In her “Spectacular Nature: Corporate Culture and the Sea World Experience,” Davis spends a lot of time talking about the practice behind training the animal stars at Sea World. Interestingly, the training of the animals constantly produces feedback for the humans, as they learn from each interaction with the animals, whether it be play time, a performance, training time, etc. The feedback loop of animals and trainers reminded me of the larger feedback loop between Sea World as a corporation and its customers. In particular, I thought of the management’s own constant revision, such as in the lines used in performances, or in Sea World’s look and performance themes. Sea World’s capacity to adapt to changing customer demands is something available only to an institution without a strong moral or ethical position in regards to the issues it deals with. Clothing animals is considered humiliating by the public? Away with the clothes and accessories! But why were they put there in the first place? Because at that point, they had an appeal to the customers. Sea World provides something of a mirror to current popular views, but never takes the initiative to introduce challenging or complex ideas. As a corporation, it has a parasitic relationship to the culture in which it lives, its own survival depending on how well it can accommodate to the needs emerging in the “customer body”. Like the animal performers, Sea World’s performance is positively reinforced when it behaves well, by the numbers and statistics on which it depends. Unlike the animals, however, a mistake in Sea World’s corporate behavior will result in punishment as a decrease in profit.

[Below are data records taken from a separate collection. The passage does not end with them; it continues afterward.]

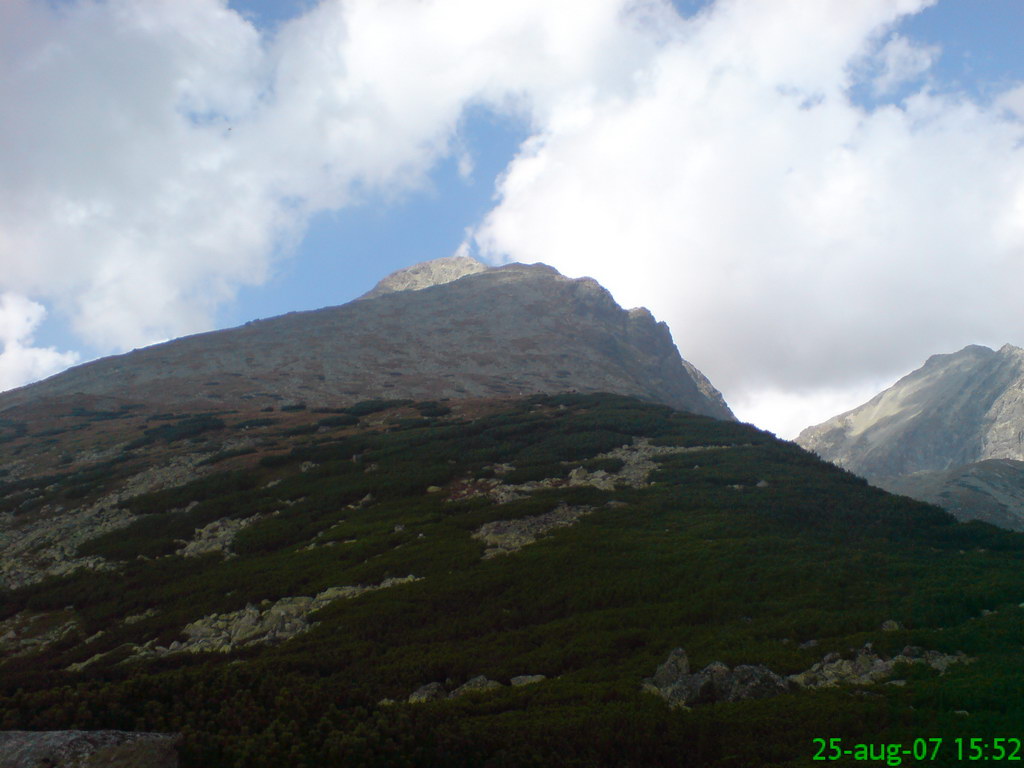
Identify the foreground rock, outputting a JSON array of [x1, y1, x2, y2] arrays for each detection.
[[0, 731, 180, 768]]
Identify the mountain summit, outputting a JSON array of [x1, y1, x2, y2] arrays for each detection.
[[797, 344, 1024, 530], [0, 257, 734, 419], [797, 344, 1024, 478]]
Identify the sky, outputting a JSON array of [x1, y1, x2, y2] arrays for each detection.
[[0, 0, 1024, 438]]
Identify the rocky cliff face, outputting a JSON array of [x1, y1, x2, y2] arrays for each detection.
[[0, 257, 733, 419], [797, 344, 1024, 529], [797, 344, 1024, 478]]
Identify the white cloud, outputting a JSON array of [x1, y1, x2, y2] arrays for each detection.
[[0, 0, 1024, 432], [871, 35, 939, 95], [0, 293, 78, 390]]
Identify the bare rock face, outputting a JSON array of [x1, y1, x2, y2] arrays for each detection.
[[0, 257, 734, 419], [359, 256, 487, 299], [797, 344, 1024, 530], [0, 731, 179, 768]]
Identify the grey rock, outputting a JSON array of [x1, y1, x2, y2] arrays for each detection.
[[409, 683, 447, 703], [0, 260, 734, 420], [359, 256, 487, 300], [651, 648, 690, 688], [0, 731, 180, 768], [790, 645, 973, 688], [643, 648, 791, 707], [509, 675, 548, 688]]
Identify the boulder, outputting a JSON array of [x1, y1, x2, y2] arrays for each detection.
[[509, 675, 548, 688], [643, 648, 790, 707], [409, 683, 447, 703]]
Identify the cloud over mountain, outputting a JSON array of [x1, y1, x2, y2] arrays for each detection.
[[0, 0, 1024, 431]]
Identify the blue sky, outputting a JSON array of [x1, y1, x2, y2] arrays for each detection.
[[0, 0, 1024, 436]]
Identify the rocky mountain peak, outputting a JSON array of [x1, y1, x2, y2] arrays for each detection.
[[359, 256, 487, 299], [797, 344, 1024, 529], [0, 256, 734, 420], [797, 344, 1024, 478]]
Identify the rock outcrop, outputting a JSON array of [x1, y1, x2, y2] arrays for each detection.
[[0, 731, 180, 768], [0, 259, 733, 419], [473, 504, 594, 559], [139, 575, 419, 655], [797, 344, 1024, 478], [643, 648, 791, 707]]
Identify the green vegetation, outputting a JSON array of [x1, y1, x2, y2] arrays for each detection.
[[0, 395, 1024, 768]]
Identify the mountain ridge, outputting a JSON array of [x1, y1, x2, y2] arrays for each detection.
[[0, 257, 735, 419], [796, 344, 1024, 530]]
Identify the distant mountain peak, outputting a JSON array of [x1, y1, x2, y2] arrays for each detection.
[[797, 344, 1024, 529], [359, 256, 487, 299]]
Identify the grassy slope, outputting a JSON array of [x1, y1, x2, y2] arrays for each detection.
[[0, 395, 1024, 768]]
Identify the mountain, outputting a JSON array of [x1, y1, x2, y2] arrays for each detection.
[[0, 393, 1024, 768], [797, 344, 1024, 530], [0, 272, 1024, 768], [0, 257, 734, 428]]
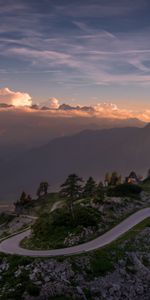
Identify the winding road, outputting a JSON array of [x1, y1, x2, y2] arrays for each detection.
[[0, 208, 150, 257]]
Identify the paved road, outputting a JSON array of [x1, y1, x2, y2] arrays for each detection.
[[0, 208, 150, 257]]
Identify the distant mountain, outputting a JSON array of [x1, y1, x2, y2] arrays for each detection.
[[0, 106, 145, 160], [0, 125, 150, 200]]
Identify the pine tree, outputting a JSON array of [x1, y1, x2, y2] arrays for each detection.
[[60, 174, 83, 219]]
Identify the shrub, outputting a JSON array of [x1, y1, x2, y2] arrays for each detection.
[[108, 183, 142, 197], [27, 283, 40, 297]]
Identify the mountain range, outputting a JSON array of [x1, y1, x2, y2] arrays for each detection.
[[0, 124, 150, 201]]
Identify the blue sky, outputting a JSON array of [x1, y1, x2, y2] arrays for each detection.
[[0, 0, 150, 109]]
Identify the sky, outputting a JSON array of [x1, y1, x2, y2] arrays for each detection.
[[0, 0, 150, 115]]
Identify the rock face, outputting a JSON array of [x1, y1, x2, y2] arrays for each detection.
[[0, 227, 150, 300]]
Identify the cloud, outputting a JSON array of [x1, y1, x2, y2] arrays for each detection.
[[0, 87, 32, 107], [40, 97, 60, 109], [0, 87, 150, 122]]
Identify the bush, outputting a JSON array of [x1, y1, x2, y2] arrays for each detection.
[[75, 206, 100, 227], [27, 283, 40, 297], [107, 183, 142, 197]]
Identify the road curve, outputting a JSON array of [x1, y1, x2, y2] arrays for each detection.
[[0, 208, 150, 257]]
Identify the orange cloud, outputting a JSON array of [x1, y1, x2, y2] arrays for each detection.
[[0, 87, 32, 107]]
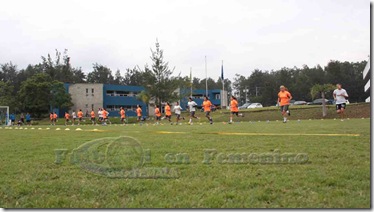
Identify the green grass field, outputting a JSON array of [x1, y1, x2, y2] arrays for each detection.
[[0, 117, 370, 208]]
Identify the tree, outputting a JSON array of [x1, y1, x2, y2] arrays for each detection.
[[18, 73, 72, 117], [49, 81, 73, 110], [0, 81, 16, 111], [143, 41, 180, 104], [310, 84, 335, 117], [18, 73, 52, 117], [0, 62, 18, 83], [113, 70, 124, 85], [87, 63, 114, 84]]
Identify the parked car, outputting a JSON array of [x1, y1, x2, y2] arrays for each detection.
[[239, 102, 251, 109], [293, 101, 307, 105], [247, 103, 263, 109], [308, 99, 334, 105]]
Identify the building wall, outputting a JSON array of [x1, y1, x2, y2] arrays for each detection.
[[68, 83, 104, 113], [180, 89, 227, 110], [362, 59, 371, 102], [103, 84, 148, 116]]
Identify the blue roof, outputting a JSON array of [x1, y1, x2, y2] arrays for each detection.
[[104, 84, 144, 91]]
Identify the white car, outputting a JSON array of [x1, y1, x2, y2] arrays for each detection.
[[247, 103, 263, 109]]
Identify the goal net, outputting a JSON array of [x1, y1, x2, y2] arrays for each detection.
[[0, 106, 10, 125]]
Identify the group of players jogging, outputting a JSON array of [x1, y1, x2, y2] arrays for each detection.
[[60, 84, 348, 125]]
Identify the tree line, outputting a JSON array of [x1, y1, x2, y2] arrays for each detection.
[[0, 42, 366, 116]]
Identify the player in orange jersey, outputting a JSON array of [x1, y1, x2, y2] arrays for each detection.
[[278, 85, 292, 123], [65, 112, 70, 126], [202, 96, 214, 124], [229, 96, 243, 124], [155, 105, 161, 124]]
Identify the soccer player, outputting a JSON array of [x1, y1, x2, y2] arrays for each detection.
[[20, 113, 25, 125], [165, 102, 173, 124], [77, 109, 83, 125], [9, 113, 16, 125], [136, 105, 143, 122], [49, 112, 53, 125], [229, 96, 243, 124], [155, 105, 161, 124], [119, 107, 126, 125], [101, 108, 108, 126], [71, 111, 77, 126], [278, 85, 292, 123], [187, 97, 198, 124], [97, 108, 103, 123], [202, 96, 214, 124], [333, 83, 348, 121], [65, 112, 70, 126], [53, 112, 58, 125], [90, 109, 96, 125], [173, 102, 184, 124], [26, 113, 31, 126], [105, 108, 112, 125]]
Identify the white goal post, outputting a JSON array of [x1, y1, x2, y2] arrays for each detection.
[[0, 106, 11, 126]]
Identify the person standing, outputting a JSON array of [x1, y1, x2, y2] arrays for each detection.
[[49, 112, 53, 125], [119, 107, 126, 125], [71, 111, 77, 126], [101, 108, 108, 126], [187, 97, 198, 124], [77, 109, 83, 125], [9, 113, 16, 125], [229, 96, 243, 124], [277, 85, 292, 123], [165, 102, 173, 124], [65, 112, 70, 126], [155, 105, 161, 124], [26, 113, 31, 126], [173, 102, 185, 124], [90, 109, 96, 125], [20, 113, 25, 125], [136, 105, 143, 122], [97, 108, 103, 123], [53, 112, 58, 125], [202, 96, 214, 124], [333, 83, 348, 121]]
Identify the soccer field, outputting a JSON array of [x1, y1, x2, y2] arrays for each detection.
[[0, 119, 370, 208]]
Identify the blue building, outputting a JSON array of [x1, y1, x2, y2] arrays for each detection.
[[65, 83, 227, 117], [103, 84, 148, 116], [180, 89, 227, 109]]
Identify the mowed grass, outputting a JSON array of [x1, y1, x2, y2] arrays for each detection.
[[0, 119, 370, 208]]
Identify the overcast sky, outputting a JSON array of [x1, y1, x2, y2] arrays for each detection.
[[0, 0, 370, 79]]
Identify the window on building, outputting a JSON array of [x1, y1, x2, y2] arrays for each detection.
[[106, 91, 114, 96]]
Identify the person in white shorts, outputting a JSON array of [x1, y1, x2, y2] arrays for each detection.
[[333, 83, 348, 121], [97, 108, 103, 123], [173, 102, 184, 124], [71, 111, 77, 126], [187, 97, 198, 124]]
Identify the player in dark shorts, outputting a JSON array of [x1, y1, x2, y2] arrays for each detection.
[[333, 84, 348, 121], [202, 96, 214, 124]]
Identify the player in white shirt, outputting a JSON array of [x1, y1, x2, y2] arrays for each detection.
[[187, 97, 198, 124], [333, 84, 348, 121], [173, 102, 184, 125]]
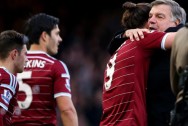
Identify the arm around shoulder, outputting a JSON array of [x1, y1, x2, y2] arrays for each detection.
[[56, 96, 78, 126]]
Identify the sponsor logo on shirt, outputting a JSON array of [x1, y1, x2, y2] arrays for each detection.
[[25, 60, 46, 68], [1, 89, 12, 104]]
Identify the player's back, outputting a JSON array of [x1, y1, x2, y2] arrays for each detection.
[[13, 51, 70, 126], [0, 67, 18, 126]]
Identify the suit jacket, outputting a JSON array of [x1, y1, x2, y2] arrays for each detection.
[[146, 24, 183, 126], [170, 23, 188, 95]]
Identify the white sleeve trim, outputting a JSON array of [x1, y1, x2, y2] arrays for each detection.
[[0, 102, 8, 111], [54, 93, 71, 98], [161, 33, 169, 50]]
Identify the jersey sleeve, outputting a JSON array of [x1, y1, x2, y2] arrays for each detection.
[[53, 60, 71, 98], [0, 74, 18, 111], [141, 31, 167, 50]]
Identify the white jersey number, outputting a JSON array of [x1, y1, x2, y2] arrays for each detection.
[[17, 71, 33, 109], [104, 54, 117, 90]]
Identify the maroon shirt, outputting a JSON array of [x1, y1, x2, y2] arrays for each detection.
[[100, 32, 165, 126], [0, 67, 19, 126], [13, 51, 71, 126]]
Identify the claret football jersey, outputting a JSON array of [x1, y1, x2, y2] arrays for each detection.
[[13, 51, 71, 126], [100, 32, 166, 126], [0, 67, 18, 126]]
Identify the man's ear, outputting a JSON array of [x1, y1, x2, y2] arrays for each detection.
[[41, 31, 49, 42], [10, 49, 18, 60], [175, 19, 180, 26]]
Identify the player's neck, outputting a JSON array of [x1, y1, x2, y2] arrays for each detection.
[[29, 44, 46, 52], [0, 61, 14, 74]]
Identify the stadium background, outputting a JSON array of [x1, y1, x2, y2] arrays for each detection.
[[0, 0, 188, 126]]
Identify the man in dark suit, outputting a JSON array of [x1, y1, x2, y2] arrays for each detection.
[[108, 0, 186, 126]]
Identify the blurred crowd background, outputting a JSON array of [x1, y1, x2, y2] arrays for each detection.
[[0, 0, 188, 126]]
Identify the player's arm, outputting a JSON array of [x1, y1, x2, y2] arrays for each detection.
[[56, 96, 78, 126], [123, 28, 150, 41], [0, 111, 4, 126]]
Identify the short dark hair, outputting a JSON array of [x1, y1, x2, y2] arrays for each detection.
[[121, 2, 151, 29], [23, 13, 59, 44], [0, 30, 28, 60]]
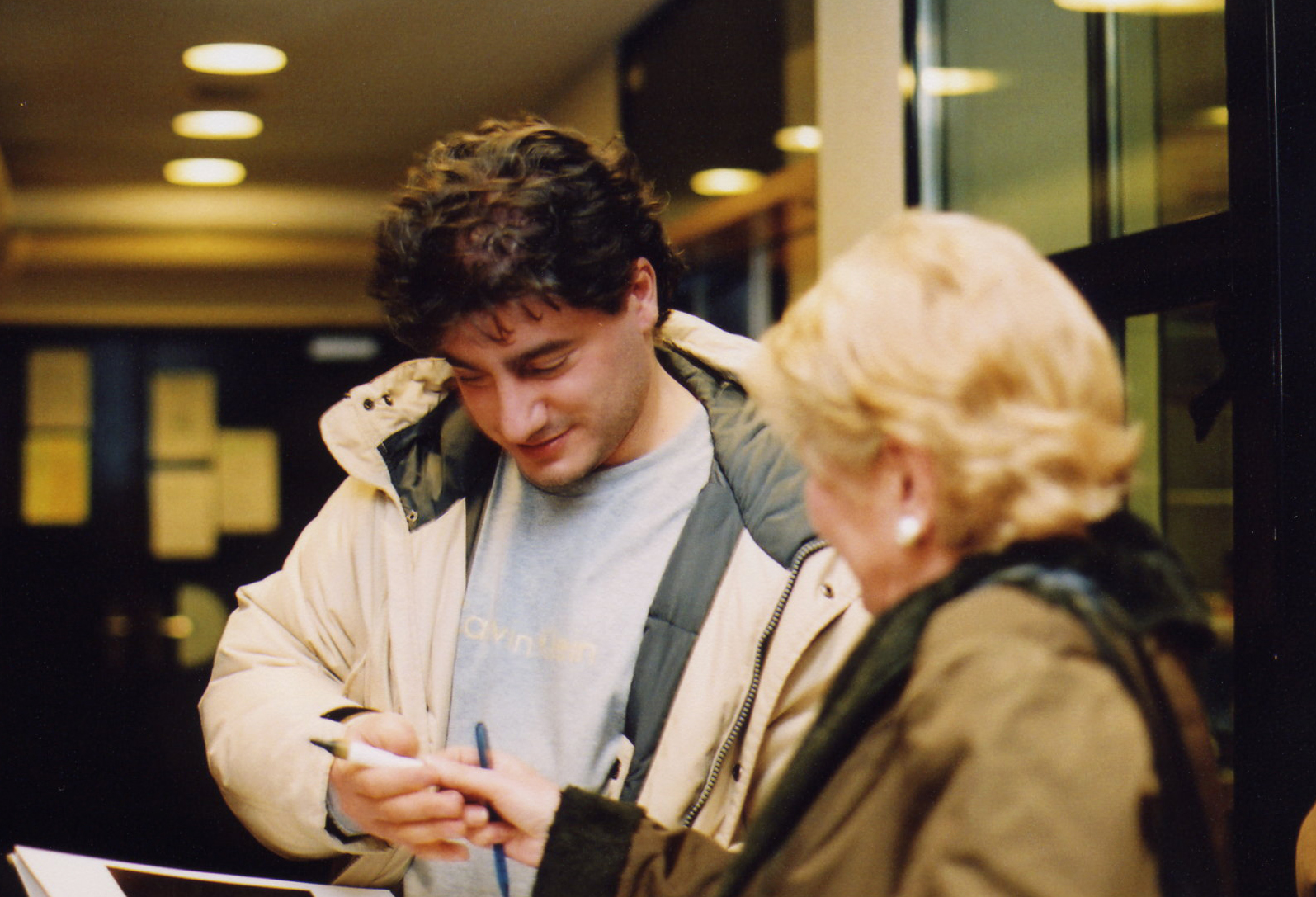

And what about the customers/visitors? They play their part in reinforcing corporate behavior. Customer behavior itself becomes a way through which Sea World learns how to better behave itself. Depending on complaints, public attacks, (such as those by animal rights activists) or the popularity of a particular show, Sea World is able to keep remodeling itself. Furthermore, in coming to Sea World, visitors buy into the production of smoothness and organization created by the institution. Visitors are buying the performance and good behavior of the park, as shown by the management’s focus on choreographing space and movement in order for everything to run seamlessly.
The feedback loop between corporation and customer also works in the other direction. That is, not only does Sea World learn to behave itself to keep costumers coming, but it actively creates a market for itself through education. Sea World’s influence on education creates a very particular definition of freedom and choice, reminiscent of the way in which animals’ “freedom of choice” is described by the management. While we are told that animals always have the choice not to perform, ultimately the animals are constrained to the swimming pools. Freedom is defined relatively to the Sea World closed system. Similarly, while it is true that schools should not necessarily relay on Sea World as an education resource, the economic restraints that teachers and students are faced with limit their choice range. As a result, Sea World’s free educational packages and “Shamu TV” become better alternatives than no alternative at all. Additionally, Sea World’s educational investment creates future customers who will remain dependent on Sea World’s factual knowledge and performance of responsibility for their own relationship to the environment and, specifically, the marine world. (By “performance of responsibility”, I mean the front of research and love for the environment that Sea World presents to its customers, while additionally offering it as an indirect bonus for attending the park: “Just being here means you care!”) In other words, freedom is defined by a relationship of dependency between customer and corporation, reinforced by economic necessity and the drive to profit.
As Susan Davis notes, at Sea World nature’s “universal appeal” is turned into a “machine for mass consumption,” (Davis 30) where everything is based on appearance and control of the customer’s experience. Ironically, Susan Davis herself has had to attend many shows and visit the park regularly in order to make sense of the Sea World production, participating in Sew World’s profit making process. And while Davis’ work exposes the complexity behind Sea World’s apparent smoothness and direct connection with nature, the institution’s skill at simplifying or ignoring complex readings that might pose a threat leaves me a little discouraged. Similarly to how Sea World has been able to respond to attacks from animal rights activists, I am afraid they would be able to develop a good catch phrase to respond to the complex analysis offered by Davis, or a way to ignore her questions through inarticulate answers. In fact, Sea World is not interested in complexity. And, supposedly, neither are its visitors, expected to “check their brains out at the door.” (164) And even if a couple of visitors might express frustration with the content of Sea World’s material, do they matter in the numbers and statistics that train the corporation’s behavior? As long as it can create a market for the institution, Sea World has no moral obligations towards ameliorating its message or presenting a more complex perspective on the marine world. This is its “free will,” Sea World’s freedom to do as it pleases, as long as it’s making a profit.
Ultimately, where can the corporate feedback loop be interrupted? Whose responsibility is it to intervene on a market economy that increasingly interferes with education in order to sustain a consumer body? And what can non-profits do when faced with such competitive attractions? These are important questions for imagining a more socially responsible society, especially within the context of a tourist industry which increasingly defines social behavioral patterns.